With the addition of a dimethylamino moiety onto one of the phenyl substituents to form a phenylenediamine redox center, the urea substrate was converted to a redox anion receptor, 1-phenyl-3-(4-dimethylamino)phenyl urea, (UHH). This meant that the phenylenediamine-urea N-H site could be perturbed upon electron transfer. The first oxidation forms a radical cation where delocalization of the positive charge in the redox center could also strengthen hydrogen bonding to the N-H, but upon a second electron transfer, the delocalization of two positive charges forms a very acidic NH site that could easily undergo proton transfer. Initial CV studies with UHH conducted in a limited potential window and in the presence of 1,4-dimethylpiperizine-2,3-dione (PZD), a diamide that has two carbonyl oxygens structurally compatible to the two urea N-H’s, showed a single, reversible oxidation wave shifting in the negative direction with increasing amounts of PZD, indicating an increase in binding strength. Upon expansion of the potential window a second oxidation wave is seen that also shifts in the negative direction with increasing amounts of PZD but its current height is comparatively smaller and the wave becomes irreversible which can not be explained by hydrogen bonding only. CV investigations of UHH alone revealed that what was thought to be a simple one electron transfer process, is a much more complicated two electron, one proton transfer. It turns out that the dimethylamino moiety on a fully reduced UHH is basic enough to remove a proton from another singly oxidized UHH allowing for an immediate second electron transfer at the same potential. Ultimately, a fully oxidized phenylenediamine redox center will not enhance binding strength due to proton transfer.
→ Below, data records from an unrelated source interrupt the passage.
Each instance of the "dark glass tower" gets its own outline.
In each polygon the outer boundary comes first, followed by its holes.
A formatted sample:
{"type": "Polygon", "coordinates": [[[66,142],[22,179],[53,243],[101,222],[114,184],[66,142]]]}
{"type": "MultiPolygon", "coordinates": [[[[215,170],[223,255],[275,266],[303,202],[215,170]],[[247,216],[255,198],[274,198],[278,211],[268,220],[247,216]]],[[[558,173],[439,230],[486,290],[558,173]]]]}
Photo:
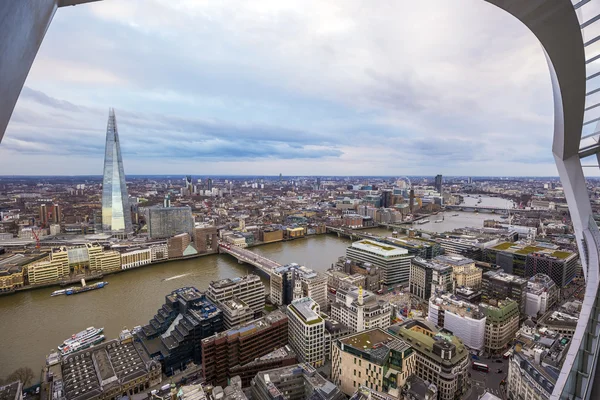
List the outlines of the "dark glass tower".
{"type": "Polygon", "coordinates": [[[126,237],[133,233],[117,119],[112,108],[108,111],[106,127],[106,152],[102,179],[102,230],[117,237],[126,237]]]}

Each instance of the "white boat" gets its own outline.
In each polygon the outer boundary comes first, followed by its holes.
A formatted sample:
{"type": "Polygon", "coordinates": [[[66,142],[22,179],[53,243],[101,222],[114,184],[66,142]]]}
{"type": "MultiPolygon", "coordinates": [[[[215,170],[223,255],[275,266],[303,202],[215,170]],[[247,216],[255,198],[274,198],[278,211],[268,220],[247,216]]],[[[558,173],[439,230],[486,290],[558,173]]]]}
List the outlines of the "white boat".
{"type": "Polygon", "coordinates": [[[66,289],[55,290],[50,296],[60,296],[61,294],[65,294],[66,291],[66,289]]]}
{"type": "Polygon", "coordinates": [[[416,221],[416,223],[419,224],[419,225],[423,225],[423,224],[426,224],[428,222],[431,222],[431,221],[429,221],[428,219],[422,219],[422,220],[416,221]]]}
{"type": "Polygon", "coordinates": [[[436,224],[441,224],[442,222],[444,222],[444,220],[443,220],[443,219],[438,219],[438,220],[436,220],[436,221],[434,221],[434,222],[435,222],[436,224]]]}

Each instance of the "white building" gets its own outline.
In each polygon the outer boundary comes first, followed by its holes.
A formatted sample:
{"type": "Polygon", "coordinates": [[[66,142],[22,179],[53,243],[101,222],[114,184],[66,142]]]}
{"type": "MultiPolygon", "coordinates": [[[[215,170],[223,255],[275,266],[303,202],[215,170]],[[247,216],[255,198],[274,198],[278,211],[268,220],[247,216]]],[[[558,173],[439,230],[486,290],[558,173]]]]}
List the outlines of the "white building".
{"type": "Polygon", "coordinates": [[[536,274],[527,282],[525,313],[530,317],[544,314],[558,301],[558,286],[546,274],[536,274]]]}
{"type": "Polygon", "coordinates": [[[346,257],[381,268],[382,280],[387,286],[408,284],[413,255],[406,249],[372,240],[361,240],[352,243],[352,246],[346,249],[346,257]]]}
{"type": "Polygon", "coordinates": [[[121,253],[121,269],[141,267],[152,262],[150,249],[135,249],[121,253]]]}
{"type": "Polygon", "coordinates": [[[390,326],[390,303],[378,300],[362,288],[338,289],[331,317],[346,325],[352,332],[371,328],[387,329],[390,326]]]}
{"type": "Polygon", "coordinates": [[[265,286],[253,274],[212,281],[208,285],[206,296],[215,304],[238,298],[248,304],[254,314],[262,314],[265,308],[265,286]]]}
{"type": "Polygon", "coordinates": [[[294,300],[287,307],[288,339],[298,361],[320,367],[325,362],[325,321],[319,304],[310,297],[294,300]]]}
{"type": "Polygon", "coordinates": [[[169,246],[167,246],[167,242],[152,244],[150,246],[150,256],[152,262],[167,260],[169,258],[169,246]]]}
{"type": "Polygon", "coordinates": [[[427,319],[452,332],[465,346],[482,350],[485,345],[486,317],[476,305],[452,297],[449,294],[432,296],[427,319]]]}

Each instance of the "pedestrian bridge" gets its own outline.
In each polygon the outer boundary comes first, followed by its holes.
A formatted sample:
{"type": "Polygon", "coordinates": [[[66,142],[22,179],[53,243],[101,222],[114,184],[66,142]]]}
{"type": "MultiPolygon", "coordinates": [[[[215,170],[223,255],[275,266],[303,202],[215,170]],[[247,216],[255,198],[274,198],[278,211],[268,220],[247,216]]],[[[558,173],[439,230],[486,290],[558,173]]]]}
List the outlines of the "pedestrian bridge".
{"type": "Polygon", "coordinates": [[[250,264],[267,274],[269,277],[271,277],[271,274],[275,268],[281,267],[281,264],[278,262],[229,243],[219,243],[219,252],[227,253],[230,256],[237,258],[240,264],[250,264]]]}

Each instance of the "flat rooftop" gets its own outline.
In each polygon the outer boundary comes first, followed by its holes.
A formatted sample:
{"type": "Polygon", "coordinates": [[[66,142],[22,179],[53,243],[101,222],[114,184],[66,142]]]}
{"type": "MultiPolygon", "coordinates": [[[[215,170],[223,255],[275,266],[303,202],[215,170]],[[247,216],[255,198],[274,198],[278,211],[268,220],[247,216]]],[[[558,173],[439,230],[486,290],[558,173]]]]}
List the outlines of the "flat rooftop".
{"type": "Polygon", "coordinates": [[[317,324],[323,321],[321,316],[315,311],[317,307],[318,304],[310,297],[294,300],[292,304],[288,306],[292,312],[307,324],[317,324]]]}
{"type": "Polygon", "coordinates": [[[375,253],[382,257],[403,256],[408,254],[408,250],[401,247],[383,244],[372,240],[361,240],[359,242],[354,242],[352,243],[351,247],[358,250],[375,253]]]}
{"type": "Polygon", "coordinates": [[[444,264],[456,265],[456,266],[469,265],[469,264],[473,264],[475,262],[470,258],[459,256],[459,255],[437,256],[435,258],[435,260],[442,262],[444,264]]]}
{"type": "Polygon", "coordinates": [[[235,286],[238,285],[242,282],[253,282],[253,281],[260,281],[260,278],[257,275],[253,275],[253,274],[248,274],[245,276],[239,276],[237,278],[227,278],[227,279],[221,279],[218,281],[212,281],[210,283],[210,286],[216,288],[216,289],[222,289],[222,288],[226,288],[229,286],[235,286]]]}

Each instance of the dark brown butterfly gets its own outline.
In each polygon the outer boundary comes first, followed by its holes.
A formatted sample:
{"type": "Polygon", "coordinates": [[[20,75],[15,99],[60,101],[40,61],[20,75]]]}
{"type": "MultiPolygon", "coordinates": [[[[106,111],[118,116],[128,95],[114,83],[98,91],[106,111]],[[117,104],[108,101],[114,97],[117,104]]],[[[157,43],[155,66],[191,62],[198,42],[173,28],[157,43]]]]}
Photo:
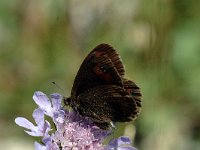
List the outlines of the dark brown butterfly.
{"type": "Polygon", "coordinates": [[[108,44],[98,45],[83,61],[65,103],[102,129],[112,122],[135,119],[141,109],[141,92],[124,73],[116,50],[108,44]]]}

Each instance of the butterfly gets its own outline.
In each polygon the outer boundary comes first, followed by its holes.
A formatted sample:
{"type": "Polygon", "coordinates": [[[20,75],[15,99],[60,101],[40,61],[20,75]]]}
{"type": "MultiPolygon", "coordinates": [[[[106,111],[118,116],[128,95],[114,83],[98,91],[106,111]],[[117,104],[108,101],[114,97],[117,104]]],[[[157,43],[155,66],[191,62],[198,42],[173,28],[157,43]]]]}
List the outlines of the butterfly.
{"type": "Polygon", "coordinates": [[[140,113],[142,94],[124,74],[117,51],[108,44],[100,44],[84,59],[71,97],[64,101],[102,129],[113,122],[132,121],[140,113]]]}

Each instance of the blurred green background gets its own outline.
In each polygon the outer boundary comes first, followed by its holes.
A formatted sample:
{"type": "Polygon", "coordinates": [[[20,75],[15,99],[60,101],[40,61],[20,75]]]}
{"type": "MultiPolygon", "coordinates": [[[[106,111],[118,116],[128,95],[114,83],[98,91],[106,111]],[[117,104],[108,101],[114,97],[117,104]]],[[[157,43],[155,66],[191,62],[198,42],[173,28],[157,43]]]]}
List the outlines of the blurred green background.
{"type": "Polygon", "coordinates": [[[1,0],[0,146],[34,149],[14,119],[33,120],[34,91],[69,96],[84,57],[109,43],[143,93],[134,126],[116,135],[139,150],[199,150],[199,10],[195,0],[1,0]]]}

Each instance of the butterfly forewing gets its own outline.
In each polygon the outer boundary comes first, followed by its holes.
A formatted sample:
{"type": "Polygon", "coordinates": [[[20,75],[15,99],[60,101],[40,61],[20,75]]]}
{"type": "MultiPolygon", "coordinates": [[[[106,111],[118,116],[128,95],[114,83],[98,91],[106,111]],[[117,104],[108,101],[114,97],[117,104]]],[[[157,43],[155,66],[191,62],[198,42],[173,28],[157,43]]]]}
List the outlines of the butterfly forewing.
{"type": "Polygon", "coordinates": [[[122,86],[124,68],[119,55],[107,44],[100,44],[85,58],[76,75],[72,98],[98,85],[122,86]]]}
{"type": "Polygon", "coordinates": [[[97,56],[107,56],[112,61],[118,74],[120,76],[124,76],[125,73],[124,65],[122,64],[119,54],[113,47],[111,47],[108,44],[100,44],[90,52],[90,54],[92,53],[95,53],[97,56]]]}

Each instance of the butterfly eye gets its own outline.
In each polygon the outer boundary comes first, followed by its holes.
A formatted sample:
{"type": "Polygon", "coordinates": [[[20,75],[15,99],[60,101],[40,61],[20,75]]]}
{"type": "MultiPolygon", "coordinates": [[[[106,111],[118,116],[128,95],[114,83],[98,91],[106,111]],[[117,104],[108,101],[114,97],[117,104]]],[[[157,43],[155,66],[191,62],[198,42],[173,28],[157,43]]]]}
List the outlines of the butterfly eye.
{"type": "Polygon", "coordinates": [[[101,69],[101,71],[102,71],[103,73],[107,73],[107,72],[108,72],[108,70],[107,70],[104,66],[101,66],[100,69],[101,69]]]}

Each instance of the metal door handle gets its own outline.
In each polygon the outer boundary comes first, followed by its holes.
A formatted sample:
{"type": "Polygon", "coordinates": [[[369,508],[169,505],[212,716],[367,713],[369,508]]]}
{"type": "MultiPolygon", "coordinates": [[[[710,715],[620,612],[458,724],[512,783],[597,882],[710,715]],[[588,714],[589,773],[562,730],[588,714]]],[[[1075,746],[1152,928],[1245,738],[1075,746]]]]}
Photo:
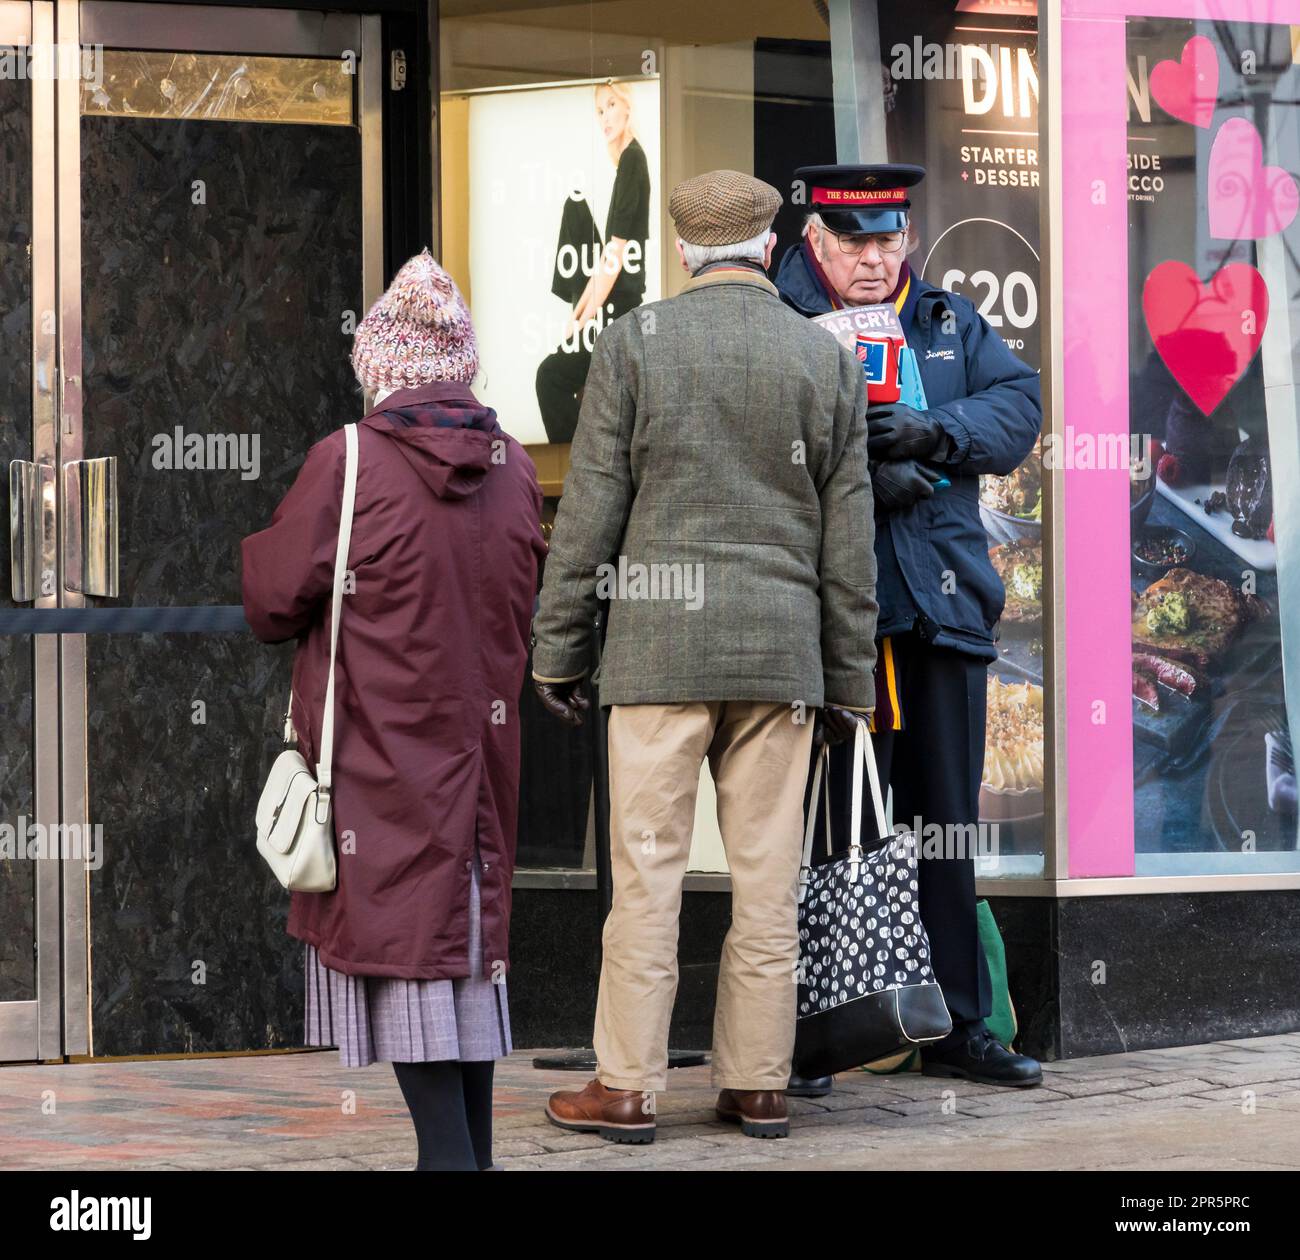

Our new strategy and the subject of this poster presentation, is the replacement of the phenylenediamine redox center with a ferrocene redox center (FcUHH). This change limits the oxidation to a single electron transfer process without a basic site for proton transfer. Initial CV experiments of FcUHH in methylene chloride show a reversible, one electron oxidation as expected. With the addition of PZD, small negative shifts in the halfwave potential are seen, consistent with stronger H-bonding to the oxidized form.